Presto anche il Sant’Anna sarà dotato di postazioni Skype (Foto d'archivio Newpress)
Modena, 13 agosto 2017 - "E’ impossibile monitorare i colloqui, soprattutto quelli in arabo. Così come avere contezza di chi realmente si trova dall’altra parte del monitor. In questo modo è impossibile stabilire se vi siano contatti con soggetti che fanno proselitismo o se si rischi comunque di fomentare, senza regolamentazione, il terrorismo islamico". C’è preoccupazione nelle carceri per la legge che prevede appunto il collegamento Skype nei penitenziari al fine di consentire ai detenuti di effettuare videochiamate con i propri familiari. "La legge esclude contatti con l’esterno solo per detenuti pericolosi – afferma Giovanni Battista Durante, segretario generale aggiunto Sappe – ma si pone comunque il problema legato al terrorismo islamico e alla radicalizzazione. Chi mostra chiari segnali in tal senso viene attenzionato, ma non è così per tutti e spesso quelli più a rischio sono detenuti comuni, finiti in carcere per droga e altri reati. Non possiamo sapere se nel corso della detenzione si siano o meno radicalizzati e, di conseguenza, neppure che tipo di messaggi potrebbero inviare all’esterno attraverso le videochiamate. Come facciamo a capire con chi sono in collegamento? E a breve sarà tutto pronto per le chiamate Skype, dobbiamo solo attrezzare le strutture".
E c’è un’altra ‘novità’ che preoccupa i sindacati; ovvero la camera per l’affettività. "I detenuti – spiega ancora Durante – potranno fare ‘colloqui riservati’ di 24 ore con le compagne.
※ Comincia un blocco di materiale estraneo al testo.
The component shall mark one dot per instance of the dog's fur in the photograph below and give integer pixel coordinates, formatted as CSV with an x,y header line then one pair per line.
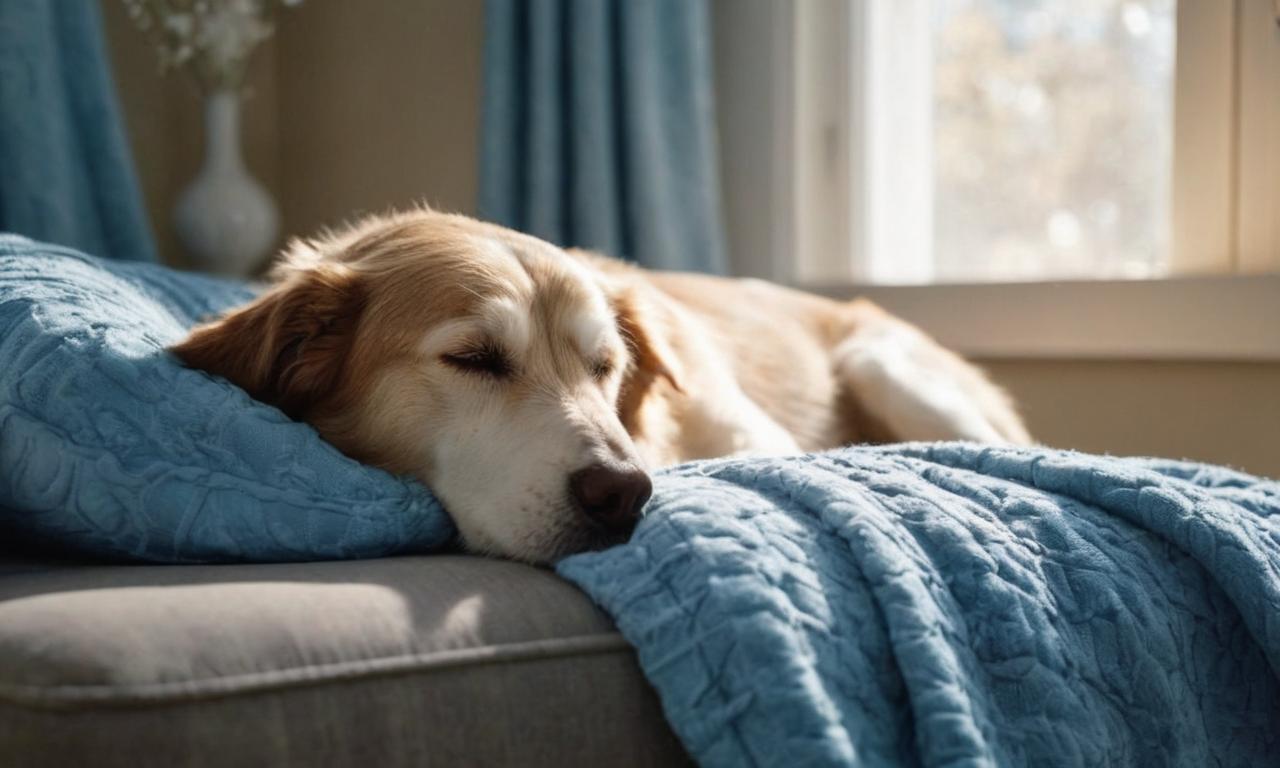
x,y
493,366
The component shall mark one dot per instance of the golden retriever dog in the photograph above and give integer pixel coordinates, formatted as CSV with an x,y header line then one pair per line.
x,y
531,388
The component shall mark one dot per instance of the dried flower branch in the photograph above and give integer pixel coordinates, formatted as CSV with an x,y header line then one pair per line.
x,y
213,40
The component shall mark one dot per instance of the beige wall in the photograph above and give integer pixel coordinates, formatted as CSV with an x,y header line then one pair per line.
x,y
362,105
1223,412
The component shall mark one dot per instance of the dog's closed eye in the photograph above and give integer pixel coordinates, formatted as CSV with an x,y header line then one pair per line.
x,y
487,361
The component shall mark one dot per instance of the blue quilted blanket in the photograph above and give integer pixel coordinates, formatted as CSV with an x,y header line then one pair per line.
x,y
922,604
956,606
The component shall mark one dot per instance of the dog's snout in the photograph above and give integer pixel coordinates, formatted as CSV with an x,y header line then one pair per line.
x,y
611,496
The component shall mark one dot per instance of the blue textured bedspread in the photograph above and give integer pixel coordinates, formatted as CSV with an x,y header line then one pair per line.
x,y
956,606
922,604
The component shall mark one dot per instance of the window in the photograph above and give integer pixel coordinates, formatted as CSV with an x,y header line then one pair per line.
x,y
973,141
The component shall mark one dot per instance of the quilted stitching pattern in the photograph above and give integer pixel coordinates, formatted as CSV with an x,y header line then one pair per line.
x,y
109,446
956,606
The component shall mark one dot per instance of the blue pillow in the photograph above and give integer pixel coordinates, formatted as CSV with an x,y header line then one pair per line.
x,y
109,446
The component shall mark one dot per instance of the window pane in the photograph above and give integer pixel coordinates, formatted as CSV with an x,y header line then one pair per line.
x,y
1052,138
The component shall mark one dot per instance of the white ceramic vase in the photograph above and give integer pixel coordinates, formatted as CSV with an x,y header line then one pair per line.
x,y
224,218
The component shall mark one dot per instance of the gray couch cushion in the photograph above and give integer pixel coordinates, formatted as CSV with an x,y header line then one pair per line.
x,y
393,662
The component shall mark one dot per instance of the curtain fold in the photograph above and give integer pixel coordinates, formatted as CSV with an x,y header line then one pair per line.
x,y
599,128
65,170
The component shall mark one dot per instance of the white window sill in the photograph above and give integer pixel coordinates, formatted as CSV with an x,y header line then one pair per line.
x,y
1201,318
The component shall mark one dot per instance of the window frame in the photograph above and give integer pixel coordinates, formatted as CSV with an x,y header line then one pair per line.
x,y
1225,199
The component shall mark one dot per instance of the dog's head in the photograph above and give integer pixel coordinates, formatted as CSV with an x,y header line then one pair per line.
x,y
485,362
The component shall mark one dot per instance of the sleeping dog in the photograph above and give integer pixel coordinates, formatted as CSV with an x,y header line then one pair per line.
x,y
533,387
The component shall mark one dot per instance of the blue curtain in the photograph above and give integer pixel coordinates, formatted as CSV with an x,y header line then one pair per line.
x,y
65,170
599,128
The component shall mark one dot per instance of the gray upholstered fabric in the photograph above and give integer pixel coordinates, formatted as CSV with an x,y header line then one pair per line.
x,y
396,662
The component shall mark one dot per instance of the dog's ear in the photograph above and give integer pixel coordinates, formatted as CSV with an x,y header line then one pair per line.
x,y
287,347
647,337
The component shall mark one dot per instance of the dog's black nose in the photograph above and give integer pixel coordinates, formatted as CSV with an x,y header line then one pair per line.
x,y
612,496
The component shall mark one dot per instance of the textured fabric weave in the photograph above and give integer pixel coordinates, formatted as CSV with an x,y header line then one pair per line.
x,y
599,128
65,170
956,606
109,446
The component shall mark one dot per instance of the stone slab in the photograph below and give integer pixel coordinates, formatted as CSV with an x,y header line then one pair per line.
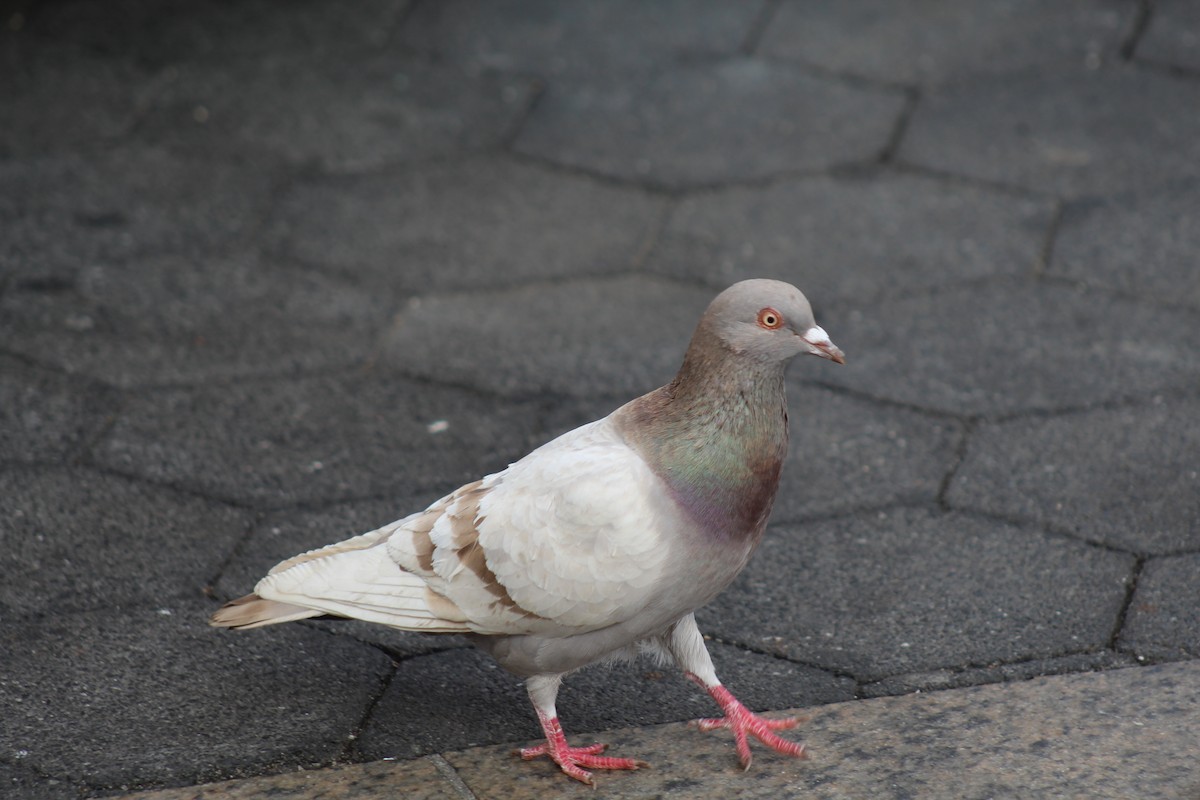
x,y
919,42
617,337
551,38
448,699
95,98
707,124
1126,477
1067,132
1141,245
79,540
1173,35
191,30
1164,617
168,319
63,214
876,234
139,695
317,440
909,590
469,224
45,415
415,780
334,113
1006,347
1127,733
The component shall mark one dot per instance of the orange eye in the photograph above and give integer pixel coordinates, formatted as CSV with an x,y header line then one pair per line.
x,y
771,319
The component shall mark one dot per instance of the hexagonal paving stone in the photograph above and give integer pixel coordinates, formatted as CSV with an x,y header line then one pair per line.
x,y
879,235
703,124
1173,35
615,337
154,695
1127,477
94,98
1001,348
168,319
45,415
186,30
467,224
79,540
915,41
341,114
903,591
1071,132
423,711
65,212
551,38
1144,245
1162,620
317,440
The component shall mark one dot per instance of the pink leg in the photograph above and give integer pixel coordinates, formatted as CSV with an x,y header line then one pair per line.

Anche qui i disagi riguardano l’organizzazione e la gestione: chi potrà avere rapporti sessuali in carcere? I carcerati sposati oppure anche quelli conviventi o accompagnati? Chi lo può stabilire? E con le detenute come la mettiamo? – si chiede il poliziotto – ricordiamo che esiste il differimento della pena per le donne incinta. Se tutte restano incinta che facciamo? Non c’è regolamentazione neppure in questo caso ma dobbiamo adeguarci alla legge e creare gli spazi".
Infine, fa presente Durante, c’è il discorso della ‘vigilanza dinamica’. "E’ un modello istituito per legge e rappresenta un grande errore perchè la gestione del carcere è legata anche a fenomeni contingenti. Secondo la normativa i detenuti devono essere liberi almeno otto ore al giorno, sottoposti a controlli sporadici. Di questa ‘libertà’ potrebbero beneficiare tutti, anche chi è sottoposto a misure di alta sicurezza. Sono rivoluzioni che vanno regolamentati e valutate caso per caso".